If you choose a less competitive (and a more localized) geography, the issues are easier to overcome, depending on how the SEO campaign was being executed. Changing NJ to Somerset County NJ will take the work you've already did for NJ and it count towards Somerset County NJ. From that point on it shouldn't take long to see good results because there has already been work done that is relative to the first campaign (although not exactly the same) and it is less competitive. The biggest downfall to this is that you waited six months before you got on track, so your return on investment (ROI) has been delayed.
If you change from NJ to NY, it could be considered a whole different campaign, especially if the new geography is more difficult to rank for. Remember, changing your geography is the same as changing your keyword term.

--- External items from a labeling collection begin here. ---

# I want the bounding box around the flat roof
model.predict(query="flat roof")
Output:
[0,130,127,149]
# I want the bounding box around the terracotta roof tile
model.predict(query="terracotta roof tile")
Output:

The only time you should really change your set of keywords is if you realized that you chose the wrong keywords from the start. It makes no sense staying with something because the rankings and traffic are good, but it doesn't provide you with any increased business or it brings the wrong type of customer to your website. Only you can tell your SEO person what your business does specifically and what your goals are. Once they have that information they can research the right keywords and work on your campaign. This is why knowing what your business does and what you want to get out of SEO is so important; it will help you choose the correct keywords and geography at the start. Don't waste time and money trying to figure it out.
Adding another Keyword Term or Geography
Ok, so you've had an SEO campaign running for about a year and it's showing results for Landscape Construction NJ and other terms like Landscape Contractor NJ,and showing up in local search results as well. Now that that's done, you can move onto other words. Wait... What? DONE? No, it's not done.
Without continuing an active SEO campaign you allow your competitors to catch up and overtake your search results. This, along with a drop off of relative links being indexed by search engines can work against you. Adding a different set of keyword terms to your list without upgrading and spending more for SEO means that you're splitting the attention of your SEO person.
A new set of keywords means new research, re-optimizing your website to include the new keywords, new content and new pages, and many more links. If the new keywords are different enough, it could take longer to see the same type of results you saw earlier, especially if the difficultly is equivalent. This is because you've divided up your SEO person's time between the old set of keywords and the new set of keywords.
The proper way to accomplish this is to upgrade your plan to include the new set of keywords. This way your SEO person can increase the amount of time spent working on your campaign. They can spend the proper amount of time researching, strategizing, and executing your new set of keywords while increasing your reach and web visibility for your initial set of keywords.
Conclusion
Make sure you have the right expectations of what SEO can provide for you. There is no doubt that SEO is a long-term investment that will pay for itself and more over its lifetime. Don't waste time or money SEOing for the wrong keywords; know you business and what your goals are. Be realistic about the geographies you are trying to rank for. Popular areas will be more competitive; expect to pay higher prices for these competitive SEO campaigns. It shouldn't take longer than a month to see improvements, but SEO takes time. The harder the campaign it, the longer it will be before you get a return on your investment.